Suzanne Bryant-Cunha produced and starred in this documentary about her life; a life turned upside down after her mother died of breast cancer at age 57. Suzanne put together a beautiful and sweet film about this mysterious thing called yoga.
Right from the opening scenes I was hooked.
Suzanne narrates the movie and shares her thoughts on change discussing how we are all searching for happiness and love, but that it is change which forces us to stop and face our truth. This concept, with its truth, rang so deeply within me I was glued for the entirety of the movie.
The hour long film features a wide range of yogi superstars such as Shiva Rae, Seane Corn, Sharron Gannon and David Life, Baron Baptiste, Krishna Das, Ana Forrest, Cyndi Lee and many others familiar to anyone in the world of yoga. I loved hearing everything they had to say. They weren’t preaching, or dictating, but humbly sharing their experiences and what they thought about transformation, yoga practice, enlightenment, empowerment, purpose, karma, etc.
It was like a yoga student’s buffet for your brain and heart.
Through interviews and scenic shots of New York, California and India, the viewer is given an idea of what experienced yogis, teachers and scholars alike, think of the practice and how it can help transform, connect and bring us to our better selves, despite our fear and suffering.
Suzanne had been practicing yoga for a while, and after the death of her mother she comes to find solace in the practice, but she needed to go deeper than just the poses.

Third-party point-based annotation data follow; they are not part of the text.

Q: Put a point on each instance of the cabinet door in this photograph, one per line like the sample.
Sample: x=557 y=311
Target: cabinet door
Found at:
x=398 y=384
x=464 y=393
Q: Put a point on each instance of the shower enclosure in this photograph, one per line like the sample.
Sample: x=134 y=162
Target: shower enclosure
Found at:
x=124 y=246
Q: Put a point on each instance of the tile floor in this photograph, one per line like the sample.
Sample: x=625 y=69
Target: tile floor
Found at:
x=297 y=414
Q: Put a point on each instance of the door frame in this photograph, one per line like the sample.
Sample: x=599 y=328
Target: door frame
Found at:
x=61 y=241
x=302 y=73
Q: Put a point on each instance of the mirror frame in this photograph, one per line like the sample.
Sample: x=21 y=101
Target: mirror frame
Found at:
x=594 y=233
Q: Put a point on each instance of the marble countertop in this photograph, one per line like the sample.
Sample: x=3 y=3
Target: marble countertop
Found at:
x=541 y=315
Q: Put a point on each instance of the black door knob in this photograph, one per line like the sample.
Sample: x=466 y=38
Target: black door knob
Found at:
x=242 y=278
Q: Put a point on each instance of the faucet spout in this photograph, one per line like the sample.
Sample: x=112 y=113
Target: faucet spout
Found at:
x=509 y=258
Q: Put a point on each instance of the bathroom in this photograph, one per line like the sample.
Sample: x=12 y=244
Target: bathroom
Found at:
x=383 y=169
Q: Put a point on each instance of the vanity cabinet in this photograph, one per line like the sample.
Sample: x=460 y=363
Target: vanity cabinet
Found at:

Indeed, the physical postures do bring about a connection that aligns us with the earth and opens us up to greater world, but there is so much more to it than the feet on the mat.
The film, in broad strokes, gives both newbies and experienced yogis an idea of why this practice is not only so popular, but also why it’s important. As Michael Franti says, “It’s big now because the world needs yoga.”
It talks about how it cleanses the toxicity that builds up within us, how it balances our dark and light and exposes our truth and purpose. Seane Corn offers that to find your purpose in life is to go to your wounds. So, for example, if you’re an addict, your purpose is to help those who are addicted. Corn says, who better than you to help people who are dealing with the same things you are. Only you can say, “I see you, let me serve you.”
The movie provides possible answers to life’s big questions such as why people are searching for something they can’t buy, or acquire in any tangible sense.
It states that everyone wants to feel a certain way about themselves. It is interspersed with timeless quotes such as:
“Knowing others is wisdom. Knowing yourself is enlightenment.”
Suzanne travels to different yoga teachers to glean some of their insight into how yoga can ultimately bring about a clarity into our lives. She travels to India to the sacred ashrams looking for her guru and gets a glimpse of what we might ultimately call enlightenment. She even has a near death experience that she was able to handle with absolute calm, allowing her to accept the unacceptable.
It is an absolute wonderful film to watch, not only as an avid yoga practitioner, but as a person; a human being with fears, frustrations and questions about the practice and philosophy of yoga.
I think, in its hour long length, it merely brushes the surface of what it’s all about, but the film’s scope will ground you as a seeker and possibly lead you to delve further on your own. I recommend this video to anyone looking for answers and who understands that the answers won’t be found in money, drugs or shopping, but in yourself.